Contenu

Projet ASURET

Titre

Analyse Systémique de l'Utilisation de Ressources renouvelables de la Technosphère.

Durée

3 ans : 2010-2013

Partenaires

Membres du CREIDD impliqués

Financement

Le projet ASURET est lauréat de l'appel à projets ECOTECH (production durable et technologies de l'environnement) lancé par l'ANR (Agence Nationale de la Recherche).

Montant total : 1 764 314 €

Description

Le développement de notre société repose notamment sur l’extraction, au coût le plus bas possible, de matières premières et d’énergie du sous-sol, leur transformation et leur accumulation dans la technosphère, puis leur rejet vers l’extérieur sous forme de déchets. L’augmentation de la demande a toujours été traitée par celle de la production. La prise de conscience du caractère non renouvelable de certaines ressources naturelles, les tensions observées sur les marchés, la pression réglementaire croissante impulsée par l’UE, notamment aux travers des Directives déchets, remettent en cause ce postulat. La transition vers des territoires durables et une maîtrise de l’entropie territoriale supposent une réorganisation et une diminution des flux externes (les entrées et sorties du système) et des flux internes (en optimisant la réutilisation de la matière et de l’énergie). Il s’agit de changer de paradigme en allant vers une approche systémique du territoire, probablement plus adaptée à la définition d’un modèle de développement cohérent.

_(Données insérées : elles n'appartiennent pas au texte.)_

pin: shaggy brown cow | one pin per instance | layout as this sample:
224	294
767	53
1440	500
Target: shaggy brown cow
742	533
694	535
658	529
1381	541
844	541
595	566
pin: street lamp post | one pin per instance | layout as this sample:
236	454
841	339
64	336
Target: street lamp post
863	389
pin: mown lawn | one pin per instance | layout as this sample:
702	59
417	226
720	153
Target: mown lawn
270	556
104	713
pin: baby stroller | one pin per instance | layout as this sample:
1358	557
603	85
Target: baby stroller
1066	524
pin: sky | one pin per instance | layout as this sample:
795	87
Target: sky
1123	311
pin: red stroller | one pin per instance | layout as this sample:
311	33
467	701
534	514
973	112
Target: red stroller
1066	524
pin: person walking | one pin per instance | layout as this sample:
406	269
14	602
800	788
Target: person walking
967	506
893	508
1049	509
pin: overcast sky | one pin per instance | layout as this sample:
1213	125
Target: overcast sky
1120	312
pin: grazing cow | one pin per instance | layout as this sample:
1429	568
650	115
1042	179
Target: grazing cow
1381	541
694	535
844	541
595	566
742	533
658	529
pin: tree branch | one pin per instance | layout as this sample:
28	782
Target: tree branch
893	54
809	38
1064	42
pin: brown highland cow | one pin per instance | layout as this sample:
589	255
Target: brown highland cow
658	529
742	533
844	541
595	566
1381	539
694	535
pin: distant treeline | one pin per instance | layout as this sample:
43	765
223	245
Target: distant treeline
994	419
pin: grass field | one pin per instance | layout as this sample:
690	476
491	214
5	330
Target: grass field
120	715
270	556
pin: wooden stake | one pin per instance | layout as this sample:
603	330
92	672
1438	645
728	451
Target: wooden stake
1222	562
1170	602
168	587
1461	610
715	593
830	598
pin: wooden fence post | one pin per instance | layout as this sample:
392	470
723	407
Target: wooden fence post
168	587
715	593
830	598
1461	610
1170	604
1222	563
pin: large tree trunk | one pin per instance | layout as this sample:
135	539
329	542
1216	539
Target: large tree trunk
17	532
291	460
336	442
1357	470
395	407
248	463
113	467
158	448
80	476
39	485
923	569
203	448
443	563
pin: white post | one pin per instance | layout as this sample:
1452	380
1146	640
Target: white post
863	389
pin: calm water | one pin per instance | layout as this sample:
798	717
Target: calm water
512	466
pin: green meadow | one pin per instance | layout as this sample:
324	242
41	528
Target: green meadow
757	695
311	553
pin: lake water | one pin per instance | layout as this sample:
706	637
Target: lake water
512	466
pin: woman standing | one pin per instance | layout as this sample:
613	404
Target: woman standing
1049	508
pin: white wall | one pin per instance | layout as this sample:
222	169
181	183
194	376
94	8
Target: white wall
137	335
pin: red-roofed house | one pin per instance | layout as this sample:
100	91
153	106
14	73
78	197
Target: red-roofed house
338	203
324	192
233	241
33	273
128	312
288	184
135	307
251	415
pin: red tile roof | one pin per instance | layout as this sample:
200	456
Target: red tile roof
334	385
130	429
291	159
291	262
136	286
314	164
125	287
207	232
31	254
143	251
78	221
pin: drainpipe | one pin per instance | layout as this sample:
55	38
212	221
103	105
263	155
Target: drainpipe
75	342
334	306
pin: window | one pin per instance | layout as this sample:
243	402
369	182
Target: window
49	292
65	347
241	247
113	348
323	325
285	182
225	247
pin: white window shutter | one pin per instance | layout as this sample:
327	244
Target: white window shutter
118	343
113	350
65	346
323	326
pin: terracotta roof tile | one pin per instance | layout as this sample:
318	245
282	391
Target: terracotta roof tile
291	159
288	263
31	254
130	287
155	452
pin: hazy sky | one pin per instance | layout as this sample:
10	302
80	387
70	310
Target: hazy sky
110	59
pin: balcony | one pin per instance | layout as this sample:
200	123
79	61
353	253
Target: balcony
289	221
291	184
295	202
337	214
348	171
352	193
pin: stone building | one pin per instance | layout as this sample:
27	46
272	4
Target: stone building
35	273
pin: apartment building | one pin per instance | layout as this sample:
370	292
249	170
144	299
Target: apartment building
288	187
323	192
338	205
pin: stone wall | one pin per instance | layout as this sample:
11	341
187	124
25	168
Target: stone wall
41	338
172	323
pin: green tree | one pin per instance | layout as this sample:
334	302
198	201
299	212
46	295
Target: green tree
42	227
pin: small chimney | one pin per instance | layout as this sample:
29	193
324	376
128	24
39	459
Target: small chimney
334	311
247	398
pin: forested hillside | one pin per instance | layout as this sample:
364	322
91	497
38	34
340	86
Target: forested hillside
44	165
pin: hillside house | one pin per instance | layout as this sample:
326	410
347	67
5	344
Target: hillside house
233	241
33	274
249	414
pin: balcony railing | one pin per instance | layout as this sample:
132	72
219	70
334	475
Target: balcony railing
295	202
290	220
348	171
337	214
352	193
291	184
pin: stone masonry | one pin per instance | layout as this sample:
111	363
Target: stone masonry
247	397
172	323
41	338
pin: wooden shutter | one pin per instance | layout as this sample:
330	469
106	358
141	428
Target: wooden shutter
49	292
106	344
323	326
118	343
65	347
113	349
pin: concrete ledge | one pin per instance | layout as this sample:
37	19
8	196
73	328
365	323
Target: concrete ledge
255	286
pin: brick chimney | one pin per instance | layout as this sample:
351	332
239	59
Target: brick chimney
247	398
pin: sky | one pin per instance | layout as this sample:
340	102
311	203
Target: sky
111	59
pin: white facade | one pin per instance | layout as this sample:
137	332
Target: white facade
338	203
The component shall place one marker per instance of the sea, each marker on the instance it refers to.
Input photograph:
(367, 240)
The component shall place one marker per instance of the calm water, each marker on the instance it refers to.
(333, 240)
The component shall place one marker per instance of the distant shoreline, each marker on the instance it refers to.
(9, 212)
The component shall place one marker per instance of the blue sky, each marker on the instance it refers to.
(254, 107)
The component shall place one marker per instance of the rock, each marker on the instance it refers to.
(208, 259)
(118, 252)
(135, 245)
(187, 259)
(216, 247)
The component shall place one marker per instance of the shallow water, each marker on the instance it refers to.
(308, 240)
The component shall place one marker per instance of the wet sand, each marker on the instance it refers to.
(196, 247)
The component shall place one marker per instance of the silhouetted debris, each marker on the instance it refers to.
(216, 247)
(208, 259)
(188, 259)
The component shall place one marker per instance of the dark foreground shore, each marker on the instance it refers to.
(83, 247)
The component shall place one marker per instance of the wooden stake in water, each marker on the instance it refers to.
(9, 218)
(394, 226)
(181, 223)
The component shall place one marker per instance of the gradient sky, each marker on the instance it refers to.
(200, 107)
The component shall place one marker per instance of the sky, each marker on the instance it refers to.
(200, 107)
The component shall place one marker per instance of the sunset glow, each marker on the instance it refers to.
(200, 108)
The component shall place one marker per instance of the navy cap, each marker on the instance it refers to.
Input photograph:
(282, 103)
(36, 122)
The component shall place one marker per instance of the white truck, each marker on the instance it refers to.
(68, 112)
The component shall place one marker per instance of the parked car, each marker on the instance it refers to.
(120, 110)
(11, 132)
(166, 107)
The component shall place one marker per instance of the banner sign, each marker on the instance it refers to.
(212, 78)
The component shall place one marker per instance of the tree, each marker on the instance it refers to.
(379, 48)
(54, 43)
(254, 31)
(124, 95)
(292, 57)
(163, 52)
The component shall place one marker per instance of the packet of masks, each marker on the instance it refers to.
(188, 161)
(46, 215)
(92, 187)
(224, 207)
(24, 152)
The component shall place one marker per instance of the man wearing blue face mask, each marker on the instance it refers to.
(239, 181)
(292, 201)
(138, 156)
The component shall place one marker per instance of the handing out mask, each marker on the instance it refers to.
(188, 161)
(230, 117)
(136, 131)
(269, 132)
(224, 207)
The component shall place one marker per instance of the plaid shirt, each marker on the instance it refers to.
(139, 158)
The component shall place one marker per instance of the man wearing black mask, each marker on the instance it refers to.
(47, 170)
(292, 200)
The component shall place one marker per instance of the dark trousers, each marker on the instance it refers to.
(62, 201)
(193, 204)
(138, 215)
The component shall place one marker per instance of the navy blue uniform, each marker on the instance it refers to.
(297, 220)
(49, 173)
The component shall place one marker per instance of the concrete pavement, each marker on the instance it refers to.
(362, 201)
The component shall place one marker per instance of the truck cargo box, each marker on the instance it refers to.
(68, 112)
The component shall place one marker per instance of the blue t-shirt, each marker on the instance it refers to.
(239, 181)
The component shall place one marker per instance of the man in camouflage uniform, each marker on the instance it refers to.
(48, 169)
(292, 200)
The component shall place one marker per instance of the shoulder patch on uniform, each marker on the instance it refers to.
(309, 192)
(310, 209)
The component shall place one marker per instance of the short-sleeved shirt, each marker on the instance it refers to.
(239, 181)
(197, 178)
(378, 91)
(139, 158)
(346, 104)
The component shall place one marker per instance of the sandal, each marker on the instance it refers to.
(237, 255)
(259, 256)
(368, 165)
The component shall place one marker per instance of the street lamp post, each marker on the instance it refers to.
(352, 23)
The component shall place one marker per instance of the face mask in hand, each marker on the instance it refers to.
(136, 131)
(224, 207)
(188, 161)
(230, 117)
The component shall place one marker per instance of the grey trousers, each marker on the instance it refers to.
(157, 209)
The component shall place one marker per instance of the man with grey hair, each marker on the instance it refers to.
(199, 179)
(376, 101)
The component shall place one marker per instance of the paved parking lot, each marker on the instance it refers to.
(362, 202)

Un territoire soutenable doit s’envisager en termes de durabilité interne mais également externe, au regard de ses interactions potentielles avec d’autres territoires. Cette analyse est cependant encore difficile à réaliser, tant au niveau de l’organisation des flux, que de la structuration qualitative et quantitative des échanges. Une analyse du métabolisme des territoires au travers d’une approche systémique (« penser globalement et agir localement ») permettrait probablement de favoriser le développement de modèles de production et de consommation plus vertueux. Dans le même temps, le marché national des filières de collecte, de traitement et de valorisation des matériaux issus de la déconstruction peine à décoller sur le plan économique. Les questions du recyclage et de la valorisation sont principalement posées à l’échelle d’un projet, d’une ville ou d’une collectivité locale d’extension définie, sans que soient abordées les questions préalables des échelles spatiale et temporelle, de la disponibilité et de la pérennité de la ressource.

ASURET posera, au travers d’une approche systémique, les bases d’une réflexion sur le long terme en considérant les territoires comme des gisements de matériaux évolutifs dans le temps et l’espace qu’il convient de caractériser et dont les conditions d’exploitation techniques et économiques restent à discuter (évaluation et utilisation des ressources accumulées dans la technosphère, anticipation des impacts de l’évolution des modes de construction et de déconstruction). 

ASURET propose d’aborder, au travers de l’exemple des matériaux de construction (qui représentent à eux seuls environ 40% du tonnage des matériaux transportés chaque année), les questions de l’échelle spatiale et temporelle auxquelles doivent être pensées les filières de recyclage et valorisation, les conditions économiques, techniques et sociétales de leur optimisation : Quelles installations, quelles capacités, quelle localisation, pour quels matériaux ? Comment développer les synergies, comment mesurer les progrès ?

Compte tenu de la multiplicité des acteurs de la construction et de l’aménagement, seule une approche systémique permettra de favoriser l‘émergence de nouvelles pratiques plus durables. Le rassemblement de ces acteurs, aux préoccupations souvent antinomiques, autour d’objectifs communs de réduction des impacts environnementaux, passe par la définition de nouveaux référentiels ou critères d’analyse. La communication autour de ces enjeux constitue un élément clé dans le changement des mentalités. La démarche aboutira à la construction d’un prototype d’outil d’aide à la décision basé sur une analyse multicritère, utilisant en particulier les résultats d'une analyse de cycle de vie  globale de l’utilisation de matières secondaires dans l'économie. Ce prototype sera testé à partir de différents scénarios simulés sur des cas d’application choisis sur les deux territoires d’étude (Ville d’Orléans et Conseil Général des Bouches du Rhône) et mis à disposition de l’ensemble des acteurs du secteur de l’aménagement et du BTP.